Museum Alte Textilfabrik - Ausflugsziel in Weitra im Waldviertel in Niederösterreich

Im Jahre 1990 verwandelte sich die ehemalige "k.k. privilegierten Modewarenfabrik Hackl&Söhne" in das Museum Alte Textilfabrik...

Wo vor 100 Jahren Webstühle, Drucktische und Stickmaschinen in Betrieb waren, werden die Besucher heute in den Arbeitsalltag und die Lebenswelt vor und um 1900 versetzt.

Der Rundgang durch das Museum lässt auf anschauliche Weise die Technik der einzelnen Arbeitsvorgänge, das Zusammenspiel zwischen Heim- und Fabrikarbeit, die wirtschaftliche Lage der Textilindustrie, die sozialen Gegensätze zwischen der Welt der Arbeiter und der Fabrikfamilien wieder aufleben.

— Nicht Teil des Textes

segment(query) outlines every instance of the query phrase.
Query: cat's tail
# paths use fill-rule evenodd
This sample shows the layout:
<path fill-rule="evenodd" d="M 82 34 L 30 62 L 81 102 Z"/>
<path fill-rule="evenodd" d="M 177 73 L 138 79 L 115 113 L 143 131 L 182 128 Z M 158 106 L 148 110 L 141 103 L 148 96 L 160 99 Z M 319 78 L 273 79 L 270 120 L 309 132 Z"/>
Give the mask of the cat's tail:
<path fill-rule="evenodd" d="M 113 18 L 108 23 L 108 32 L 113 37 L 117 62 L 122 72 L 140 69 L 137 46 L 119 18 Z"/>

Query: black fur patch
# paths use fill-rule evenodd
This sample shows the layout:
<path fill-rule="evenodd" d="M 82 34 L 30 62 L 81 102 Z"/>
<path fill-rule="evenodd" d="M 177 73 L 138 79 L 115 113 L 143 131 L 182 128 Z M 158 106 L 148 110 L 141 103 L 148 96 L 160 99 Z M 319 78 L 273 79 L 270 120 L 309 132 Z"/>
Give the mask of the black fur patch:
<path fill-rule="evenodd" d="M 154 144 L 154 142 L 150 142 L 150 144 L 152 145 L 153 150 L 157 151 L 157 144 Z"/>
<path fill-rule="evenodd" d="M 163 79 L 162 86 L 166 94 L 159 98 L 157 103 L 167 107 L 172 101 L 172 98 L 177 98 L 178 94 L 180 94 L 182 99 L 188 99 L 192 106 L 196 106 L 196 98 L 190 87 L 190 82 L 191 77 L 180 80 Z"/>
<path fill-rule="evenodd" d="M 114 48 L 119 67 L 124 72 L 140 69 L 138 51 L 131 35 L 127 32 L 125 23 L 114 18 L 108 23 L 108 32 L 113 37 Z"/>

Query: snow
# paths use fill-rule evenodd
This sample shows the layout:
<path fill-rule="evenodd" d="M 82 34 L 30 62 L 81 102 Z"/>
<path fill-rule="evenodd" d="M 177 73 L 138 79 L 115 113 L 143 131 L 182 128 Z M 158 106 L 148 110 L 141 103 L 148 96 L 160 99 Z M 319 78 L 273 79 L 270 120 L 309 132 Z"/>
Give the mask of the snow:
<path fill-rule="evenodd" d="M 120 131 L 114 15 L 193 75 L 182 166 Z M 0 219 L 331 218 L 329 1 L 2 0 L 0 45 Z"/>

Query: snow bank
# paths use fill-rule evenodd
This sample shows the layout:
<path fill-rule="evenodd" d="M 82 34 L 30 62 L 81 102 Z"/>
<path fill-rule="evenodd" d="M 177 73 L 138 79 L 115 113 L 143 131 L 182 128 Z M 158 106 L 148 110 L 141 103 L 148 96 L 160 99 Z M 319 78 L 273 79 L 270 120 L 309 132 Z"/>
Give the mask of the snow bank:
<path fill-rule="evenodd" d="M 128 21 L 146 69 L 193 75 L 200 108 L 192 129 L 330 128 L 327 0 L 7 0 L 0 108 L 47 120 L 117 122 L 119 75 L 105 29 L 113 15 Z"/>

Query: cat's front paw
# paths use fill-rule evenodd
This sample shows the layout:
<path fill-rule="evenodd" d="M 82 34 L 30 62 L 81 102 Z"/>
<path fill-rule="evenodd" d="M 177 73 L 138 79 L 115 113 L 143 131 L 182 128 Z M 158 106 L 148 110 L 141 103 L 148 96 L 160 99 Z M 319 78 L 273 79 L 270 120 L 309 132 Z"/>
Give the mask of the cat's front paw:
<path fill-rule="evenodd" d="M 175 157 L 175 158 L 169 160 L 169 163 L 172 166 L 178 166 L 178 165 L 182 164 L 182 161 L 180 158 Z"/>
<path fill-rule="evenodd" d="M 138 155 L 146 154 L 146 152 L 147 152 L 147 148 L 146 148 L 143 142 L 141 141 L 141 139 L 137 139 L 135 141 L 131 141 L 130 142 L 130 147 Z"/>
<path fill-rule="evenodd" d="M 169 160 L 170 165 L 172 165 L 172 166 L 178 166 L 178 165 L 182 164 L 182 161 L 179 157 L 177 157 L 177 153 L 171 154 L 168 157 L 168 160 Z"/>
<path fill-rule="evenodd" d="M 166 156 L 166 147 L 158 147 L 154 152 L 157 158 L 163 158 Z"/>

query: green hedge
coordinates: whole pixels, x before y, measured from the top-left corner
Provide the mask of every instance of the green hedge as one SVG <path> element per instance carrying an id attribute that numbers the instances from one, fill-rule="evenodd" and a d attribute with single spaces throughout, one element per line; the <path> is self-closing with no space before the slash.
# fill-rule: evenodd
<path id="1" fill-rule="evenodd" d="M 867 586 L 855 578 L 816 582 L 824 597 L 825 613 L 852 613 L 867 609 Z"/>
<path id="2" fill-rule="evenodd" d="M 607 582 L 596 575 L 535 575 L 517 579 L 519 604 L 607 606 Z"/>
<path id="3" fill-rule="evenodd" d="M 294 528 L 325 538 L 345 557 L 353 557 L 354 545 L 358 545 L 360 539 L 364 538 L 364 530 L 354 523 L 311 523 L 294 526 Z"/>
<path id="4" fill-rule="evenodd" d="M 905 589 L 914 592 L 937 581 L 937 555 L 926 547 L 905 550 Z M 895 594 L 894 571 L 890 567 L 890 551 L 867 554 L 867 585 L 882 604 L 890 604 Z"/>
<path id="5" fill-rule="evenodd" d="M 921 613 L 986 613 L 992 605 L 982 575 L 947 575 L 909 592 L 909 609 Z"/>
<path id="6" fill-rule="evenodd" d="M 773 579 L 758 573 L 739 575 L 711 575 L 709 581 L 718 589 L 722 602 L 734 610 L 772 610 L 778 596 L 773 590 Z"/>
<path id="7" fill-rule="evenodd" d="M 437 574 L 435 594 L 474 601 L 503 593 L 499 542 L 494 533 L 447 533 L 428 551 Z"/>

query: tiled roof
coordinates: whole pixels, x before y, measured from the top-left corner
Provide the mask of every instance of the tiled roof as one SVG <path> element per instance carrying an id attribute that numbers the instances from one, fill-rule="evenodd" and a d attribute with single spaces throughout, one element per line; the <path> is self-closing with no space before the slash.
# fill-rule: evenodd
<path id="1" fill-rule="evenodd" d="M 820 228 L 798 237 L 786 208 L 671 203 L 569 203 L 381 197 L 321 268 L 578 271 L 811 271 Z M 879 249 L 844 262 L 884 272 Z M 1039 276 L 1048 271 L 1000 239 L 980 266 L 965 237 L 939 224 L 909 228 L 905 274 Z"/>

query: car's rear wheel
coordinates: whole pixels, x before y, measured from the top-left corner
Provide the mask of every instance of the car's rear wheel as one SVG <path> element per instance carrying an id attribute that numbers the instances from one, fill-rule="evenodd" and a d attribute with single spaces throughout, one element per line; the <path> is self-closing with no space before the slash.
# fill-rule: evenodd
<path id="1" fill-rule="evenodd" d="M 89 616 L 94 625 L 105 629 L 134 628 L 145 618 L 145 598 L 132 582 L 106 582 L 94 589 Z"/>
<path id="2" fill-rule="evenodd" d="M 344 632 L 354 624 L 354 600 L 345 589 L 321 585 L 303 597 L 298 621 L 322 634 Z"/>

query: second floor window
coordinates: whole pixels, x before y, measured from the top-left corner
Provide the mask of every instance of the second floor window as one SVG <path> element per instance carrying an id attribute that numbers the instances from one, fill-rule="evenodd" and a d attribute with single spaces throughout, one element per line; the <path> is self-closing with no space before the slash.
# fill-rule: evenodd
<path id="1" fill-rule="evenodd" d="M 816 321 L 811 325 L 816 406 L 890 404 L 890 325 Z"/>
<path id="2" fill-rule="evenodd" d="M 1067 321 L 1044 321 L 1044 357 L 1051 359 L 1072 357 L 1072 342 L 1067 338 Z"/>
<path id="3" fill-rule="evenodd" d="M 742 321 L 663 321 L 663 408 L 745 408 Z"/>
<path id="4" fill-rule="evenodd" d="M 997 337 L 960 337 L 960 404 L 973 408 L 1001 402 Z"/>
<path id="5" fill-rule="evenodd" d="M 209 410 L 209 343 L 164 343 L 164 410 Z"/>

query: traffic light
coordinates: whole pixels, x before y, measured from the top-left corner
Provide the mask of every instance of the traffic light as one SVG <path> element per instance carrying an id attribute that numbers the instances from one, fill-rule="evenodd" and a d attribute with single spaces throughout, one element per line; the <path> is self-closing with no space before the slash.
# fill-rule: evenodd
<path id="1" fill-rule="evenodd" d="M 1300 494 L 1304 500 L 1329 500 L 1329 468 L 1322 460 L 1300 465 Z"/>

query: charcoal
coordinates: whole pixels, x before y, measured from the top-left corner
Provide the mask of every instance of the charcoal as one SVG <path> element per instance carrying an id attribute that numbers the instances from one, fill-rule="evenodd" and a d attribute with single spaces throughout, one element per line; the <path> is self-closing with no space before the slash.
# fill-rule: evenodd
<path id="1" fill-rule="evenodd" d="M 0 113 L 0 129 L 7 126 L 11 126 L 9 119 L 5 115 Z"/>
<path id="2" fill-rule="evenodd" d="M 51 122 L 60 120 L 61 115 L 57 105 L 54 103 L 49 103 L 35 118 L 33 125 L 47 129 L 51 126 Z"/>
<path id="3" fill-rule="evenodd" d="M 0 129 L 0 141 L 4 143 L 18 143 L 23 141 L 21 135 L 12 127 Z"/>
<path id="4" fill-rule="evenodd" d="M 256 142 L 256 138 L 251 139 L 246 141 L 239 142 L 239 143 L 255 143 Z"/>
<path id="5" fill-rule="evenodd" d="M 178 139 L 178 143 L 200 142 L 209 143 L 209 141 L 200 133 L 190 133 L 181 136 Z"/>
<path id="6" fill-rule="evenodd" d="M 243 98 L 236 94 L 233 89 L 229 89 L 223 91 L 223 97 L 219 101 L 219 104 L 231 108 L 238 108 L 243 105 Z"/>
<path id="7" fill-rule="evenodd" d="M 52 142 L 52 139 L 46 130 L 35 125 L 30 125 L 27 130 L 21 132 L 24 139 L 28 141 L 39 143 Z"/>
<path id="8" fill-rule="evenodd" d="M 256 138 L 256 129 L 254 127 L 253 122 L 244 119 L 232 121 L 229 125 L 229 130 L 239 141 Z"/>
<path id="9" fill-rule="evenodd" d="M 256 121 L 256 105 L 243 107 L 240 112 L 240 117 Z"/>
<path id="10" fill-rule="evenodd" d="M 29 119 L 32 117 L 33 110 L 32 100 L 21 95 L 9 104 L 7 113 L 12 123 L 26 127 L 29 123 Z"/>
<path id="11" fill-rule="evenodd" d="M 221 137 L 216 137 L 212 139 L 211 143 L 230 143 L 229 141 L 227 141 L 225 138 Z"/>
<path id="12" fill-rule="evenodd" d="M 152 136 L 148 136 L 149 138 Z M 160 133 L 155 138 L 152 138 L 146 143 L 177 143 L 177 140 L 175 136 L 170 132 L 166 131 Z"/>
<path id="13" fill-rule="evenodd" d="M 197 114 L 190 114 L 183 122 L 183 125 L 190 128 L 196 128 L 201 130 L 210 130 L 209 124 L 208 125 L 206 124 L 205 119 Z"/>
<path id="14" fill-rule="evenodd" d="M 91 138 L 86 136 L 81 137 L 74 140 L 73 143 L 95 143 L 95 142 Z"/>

Gerade heute in der Zeit von H&M, KIK und Co die meist weit außerhalb von Europa, unter zum Teil unzumutbaren sozialen Bedingungen produzieren lassen, ist es um so spannender einen Blick auf eine Textilindustrie zu werfen die, dazumal, Regionen wie das Waldviertel als eine der Lebensadern durchfloss.

Öffnungszeiten:
29. April bis 30. Oktober: Freitag, Samstag, Sonn- und Feiertage 13.00 - 18.00 Uhr
Juli und August: Freitag. 13.00 - 18 Uhr, Samstag, Sonn- und Feiertage 10.00 - 18.00 Uhr
Besichtigungen und Führungen sind von Mai bis Oktober auch außerhalb der Öffnungszeiten gegen Voranmeldung ab 4 Personen möglich.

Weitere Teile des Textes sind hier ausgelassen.